Elon Musk plans to expand the Colossus AI supercomputer tenfold


Unlock Editor’s Digest for free

Elon Musk’s artificial intelligence startup xAI has pledged to expand its Colossus supercomputer tenfold to include more than 1 million GPUs in a bid to outpace rivals such as Google, OpenAI and Anthropic.

Built in just three months earlier this year, Colossus is said to be the world’s largest supercomputer, running a cluster of more than 100,000 interconnected Nvidia GPUs. Chips are used for training in Musk the Grok chatbot, which is less advanced and has fewer users than market leader ChatGPT or Google’s Gemini.

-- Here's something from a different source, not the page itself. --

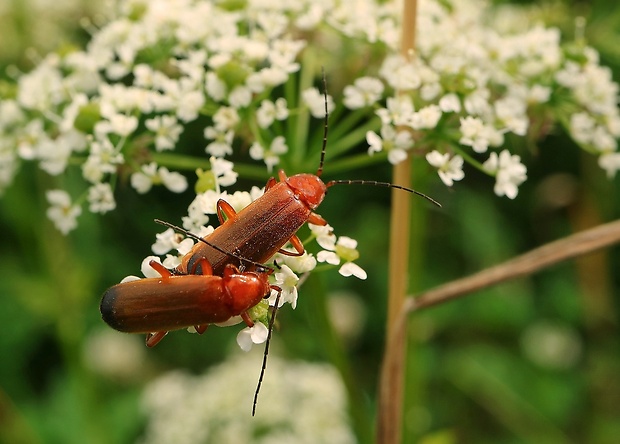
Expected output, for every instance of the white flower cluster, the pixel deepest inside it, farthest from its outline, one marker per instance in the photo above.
(214, 408)
(469, 85)
(119, 108)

Work has already begun to expand the size of the Memphis, Tennessee, facility, the Greater Memphis Chamber said in a statement Wednesday. NvidiaThe chamber said Dell and Supermicro Computer will also open operations in Memphis to support the expansion, as well as create an “xAI special operations group” to “provide 24/7 concierge services to the company.”

The cost of purchasing that many GPUs would be significant. The latest generation of Nvidia GPUs typically cost tens of thousands of dollars, although older versions of the chips can be cheaper. Musk’s planned Colossus expansion will require an investment that could reach tens of billions of dollars — plus the high cost of building, powering and cooling the massive servers that will host them. xAI has raised about $11 billion in capital from investors this year.

AI companies are looking to provide GPUs and access to data centers to provide the computing power needed to train and run their advanced large-scale language models.

OpenAI, maker of ChatGPT, has a nearly $14 billion partnership with Microsoft that includes computing power credits. Anthropic, maker of the Claude chatbot, has received $8 billion in investment from Amazon and will soon access granted into a new cluster of more than 100,000 specialized AI chips.

Instead of building partnerships, Musk, the world’s richest man, has used his power and influence in the tech sector to build his own supercomputing powerhouse, though he’s catching up after founding xAI just over a year ago. The trajectory has been steep, with the startup valued at $45 billion and recently raising another $5 billion.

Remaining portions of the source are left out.